图像处理4 非极大值抑制（Non-Maximum Suppression，NMS）

介绍

介绍、算法和改进部分转自康行天下的博文

非极大值抑制（Non-Maximum Suppression，NMS），顾名思义就是抑制不是极大值的元素，可以理解为局部最大搜索。这个局部代表的是一个邻域，邻域有两个参数可变，一是邻域的维数，二是邻域的大小。这里不讨论通用的NMS算法(参考论文《Efficient Non-Maximum Suppression》对1维和2维数据的NMS实现)，而是用于目标检测中提取分数最高的窗口的。例如在行人检测中，滑动窗口经提取特征，经分类器分类识别后，每个窗口都会得到一个分数。但是滑动窗口会导致很多窗口与其他窗口存在包含或者大部分交叉的情况。
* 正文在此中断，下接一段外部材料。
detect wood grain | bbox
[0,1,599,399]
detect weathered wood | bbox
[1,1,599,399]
这时就需要用到NMS来选取那些邻域里分数最高（是行人的概率最大），并且抑制那些分数低的窗口。
NMS在计算机视觉领域有着非常重要的应用，如视频目标跟踪、数据挖掘、3D重建、目标识别以及纹理分析等。

算法

对于Bounding Box的列表B及其对应的置信度S,采用下面的计算方式.选择具有最大score的检测框M,将其从B集合中移除并加入到最终的检测结果D中.通常将B中剩余检测框中与M的IoU大于阈值Nt的框从B中移除.重复这个过程,直到B为空.

常用的重叠率(重叠区域面积比例IOU)阈值是 0.3 ~ 0.5.
其中用到排序,可以按照右下角的坐标排序或者面积排序,也可以是通过SVM等分类器得到的得分或概率,R-CNN中就是按得分进行的排序.

非极大值抑制的方法是：先假设有6个矩形框，根据分类器的类别分类概率做排序，假设从小到大属于车辆的概率分别为A、B、C、D、E、F。

(1)从最大概率矩形框F开始，分别判断A~E与F的重叠度IOU是否大于某个设定的阈值;

(2)假设B、D与F的重叠度超过阈值，那么就扔掉B、D；并标记第一个矩形框F，是我们保留下来的。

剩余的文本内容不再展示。